Bug#975915: python3-debian: Deb822 objects cannot be serialized with pickle module

Ansgar ansgar at debian.org
Thu Nov 26 16:00:48 GMT 2020


Package: python3-debian
Version: 0.1.38
Severity: normal
Tags: patch

Deb822 modules cannot properly be serialized by the pickle module.

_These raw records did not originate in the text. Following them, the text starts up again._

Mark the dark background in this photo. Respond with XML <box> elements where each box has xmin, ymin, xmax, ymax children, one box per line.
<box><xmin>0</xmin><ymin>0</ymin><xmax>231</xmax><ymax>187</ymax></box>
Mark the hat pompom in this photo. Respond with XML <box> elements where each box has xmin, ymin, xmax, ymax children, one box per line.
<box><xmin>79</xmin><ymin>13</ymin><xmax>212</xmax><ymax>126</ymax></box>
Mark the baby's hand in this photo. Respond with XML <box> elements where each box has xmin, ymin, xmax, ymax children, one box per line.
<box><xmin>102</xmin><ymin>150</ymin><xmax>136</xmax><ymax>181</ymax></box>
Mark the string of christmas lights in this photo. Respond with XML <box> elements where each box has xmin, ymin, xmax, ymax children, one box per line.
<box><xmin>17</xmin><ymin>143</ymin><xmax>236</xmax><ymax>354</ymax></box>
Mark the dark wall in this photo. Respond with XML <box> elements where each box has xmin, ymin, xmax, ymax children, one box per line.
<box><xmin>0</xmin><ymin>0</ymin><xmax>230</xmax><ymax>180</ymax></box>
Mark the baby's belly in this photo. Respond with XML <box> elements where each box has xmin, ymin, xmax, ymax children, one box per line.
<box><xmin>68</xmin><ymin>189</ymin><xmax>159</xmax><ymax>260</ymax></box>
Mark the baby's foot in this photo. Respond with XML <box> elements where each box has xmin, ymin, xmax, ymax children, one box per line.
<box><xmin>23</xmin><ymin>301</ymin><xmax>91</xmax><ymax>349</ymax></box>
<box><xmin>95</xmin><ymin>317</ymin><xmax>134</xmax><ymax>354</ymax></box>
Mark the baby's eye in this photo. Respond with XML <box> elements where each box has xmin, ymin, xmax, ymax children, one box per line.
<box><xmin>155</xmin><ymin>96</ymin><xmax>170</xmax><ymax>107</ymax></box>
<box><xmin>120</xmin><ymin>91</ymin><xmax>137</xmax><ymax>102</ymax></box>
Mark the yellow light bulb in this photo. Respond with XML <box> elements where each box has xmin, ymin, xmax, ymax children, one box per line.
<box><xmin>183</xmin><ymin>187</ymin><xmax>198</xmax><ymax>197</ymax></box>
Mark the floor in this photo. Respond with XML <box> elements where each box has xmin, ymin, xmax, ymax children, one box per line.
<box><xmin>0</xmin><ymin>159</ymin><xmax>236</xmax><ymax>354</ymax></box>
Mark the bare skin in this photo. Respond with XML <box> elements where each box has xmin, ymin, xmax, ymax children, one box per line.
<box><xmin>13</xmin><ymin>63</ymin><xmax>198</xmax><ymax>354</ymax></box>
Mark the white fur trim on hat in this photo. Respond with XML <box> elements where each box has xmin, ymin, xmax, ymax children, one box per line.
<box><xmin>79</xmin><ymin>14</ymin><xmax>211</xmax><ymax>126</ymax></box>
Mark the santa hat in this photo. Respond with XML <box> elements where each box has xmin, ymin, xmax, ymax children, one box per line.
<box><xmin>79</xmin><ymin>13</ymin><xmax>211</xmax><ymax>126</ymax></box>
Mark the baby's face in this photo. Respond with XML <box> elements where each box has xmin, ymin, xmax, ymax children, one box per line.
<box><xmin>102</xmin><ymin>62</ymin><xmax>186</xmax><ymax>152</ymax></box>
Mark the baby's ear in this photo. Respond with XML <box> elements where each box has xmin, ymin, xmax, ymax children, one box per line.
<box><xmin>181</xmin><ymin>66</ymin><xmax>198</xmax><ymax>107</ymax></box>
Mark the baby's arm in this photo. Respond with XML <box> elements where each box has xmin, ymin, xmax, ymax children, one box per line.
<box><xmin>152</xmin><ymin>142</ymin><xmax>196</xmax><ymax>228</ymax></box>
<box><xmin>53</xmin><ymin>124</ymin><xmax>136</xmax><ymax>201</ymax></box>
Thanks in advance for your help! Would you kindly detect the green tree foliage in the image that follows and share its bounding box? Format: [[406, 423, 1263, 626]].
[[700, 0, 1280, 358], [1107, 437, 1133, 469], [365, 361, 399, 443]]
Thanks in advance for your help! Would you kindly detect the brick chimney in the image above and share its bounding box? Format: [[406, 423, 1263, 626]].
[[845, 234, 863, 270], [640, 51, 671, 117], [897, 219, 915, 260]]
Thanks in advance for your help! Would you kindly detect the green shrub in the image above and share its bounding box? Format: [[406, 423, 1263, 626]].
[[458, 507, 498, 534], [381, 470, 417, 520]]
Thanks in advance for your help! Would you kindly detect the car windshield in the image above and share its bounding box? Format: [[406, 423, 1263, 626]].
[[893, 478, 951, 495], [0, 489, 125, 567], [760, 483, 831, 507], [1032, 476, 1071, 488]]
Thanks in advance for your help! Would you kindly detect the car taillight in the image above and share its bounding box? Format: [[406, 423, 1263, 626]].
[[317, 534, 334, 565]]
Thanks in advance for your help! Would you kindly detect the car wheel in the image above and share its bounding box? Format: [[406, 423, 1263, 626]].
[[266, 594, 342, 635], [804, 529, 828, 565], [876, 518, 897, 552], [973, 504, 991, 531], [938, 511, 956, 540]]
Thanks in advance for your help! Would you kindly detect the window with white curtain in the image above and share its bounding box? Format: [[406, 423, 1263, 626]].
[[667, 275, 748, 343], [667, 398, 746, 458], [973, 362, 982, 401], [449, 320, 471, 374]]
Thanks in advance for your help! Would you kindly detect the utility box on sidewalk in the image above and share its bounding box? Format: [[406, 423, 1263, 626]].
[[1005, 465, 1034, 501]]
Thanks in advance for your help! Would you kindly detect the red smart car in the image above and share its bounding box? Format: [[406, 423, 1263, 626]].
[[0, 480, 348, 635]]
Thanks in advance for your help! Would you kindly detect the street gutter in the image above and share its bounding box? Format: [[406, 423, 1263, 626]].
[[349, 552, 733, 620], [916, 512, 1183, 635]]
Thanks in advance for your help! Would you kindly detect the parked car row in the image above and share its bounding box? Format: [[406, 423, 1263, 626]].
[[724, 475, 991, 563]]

It turns out the dict uses _CaseInsensitiveString which stores a
pre-computed hash value of a `str`. However Python randomizes hashes,
i.e., one will get a different hash for a _CaseInsensitiveString
restored by the pickle module and a newly created
_CaseInsensitiveString. As a workaround one can set the environment
variable `PYTHONHASHSEED=0`.

A short demo program is attached: call deb822pickler.py first, then
deb822unpickler.py.

I attached patches to just drop the precomputed hash. This makes
repeatedly calling `hash()` on the same string a bit slower, but on
the other hand calling `hash()` only once is a bit faster. I don't
think one usually needs to call `hash()` on the same string
repeatedly.

Also attached is a patch using `__slots__` to declare the member
variable. This makes creating a _CaseInsensitveString and calling hash
a bit faster.

I've attached a short benchmark script to compare the
implementations. On my system I get:

Using __slots__:

  Calling hash() repeatedly:
  Old implementation:  0.14679651000187732
  New implementation:  0.16284992700093426
  Creating string and calling hash once:
  Old implementation:  0.6289306499966187
  New implementation:  0.5861582299985457

Not using __slots__:

  Calling hash() repeatedly:
  Old implementation:  0.15407300100196153
  New implementation:  0.1629600290034432
  Creating string and calling hash once:
  Old implementation:  0.6767919499980053
  New implementation:  0.614397427008953

Ansgar
-------------- next part --------------
#! /usr/bin/python3

import pickle
from debian.deb822 import Deb822

d = Deb822("Field: value")

with open("db.pickle", "wb") as fh:
    pickle.dump(d, fh)
-------------- next part --------------
#! /usr/bin/python3

import pickle
from debian.deb822 import Deb822

with open("db.pickle", "rb") as fh:
    d = pickle.load(fh)

print(d)
-------------- next part --------------
#! /usr/bin/python3

import timeit

class _OldCaseInsensitiveString(str):
    #str_lower = ''
    #str_lower_hash = 0
    __slots__ = 'str_lower', 'str_lower_hash'

    def __new__(cls, str_): # type: ignore
        s = str.__new__(cls, str_)    # type: ignore
        s.str_lower = str_.lower()
        s.str_lower_hash = hash(s.str_lower)
        return s

    def __hash__(self):
        # type: () -> int
        return self.str_lower_hash


class _CaseInsensitiveString(str):
    #str_lower = ''
    __slots__ = 'str_lower'

    def __new__(cls, str_): # type: ignore
        s = str.__new__(cls, str_)    # type: ignore
        s.str_lower = str_.lower()
        return s

    def __hash__(self):
        # type: () -> int
        return hash(self.str_lower)

s_old = _OldCaseInsensitiveString("Field")
t_old = timeit.timeit('hash(s_old)', globals=globals())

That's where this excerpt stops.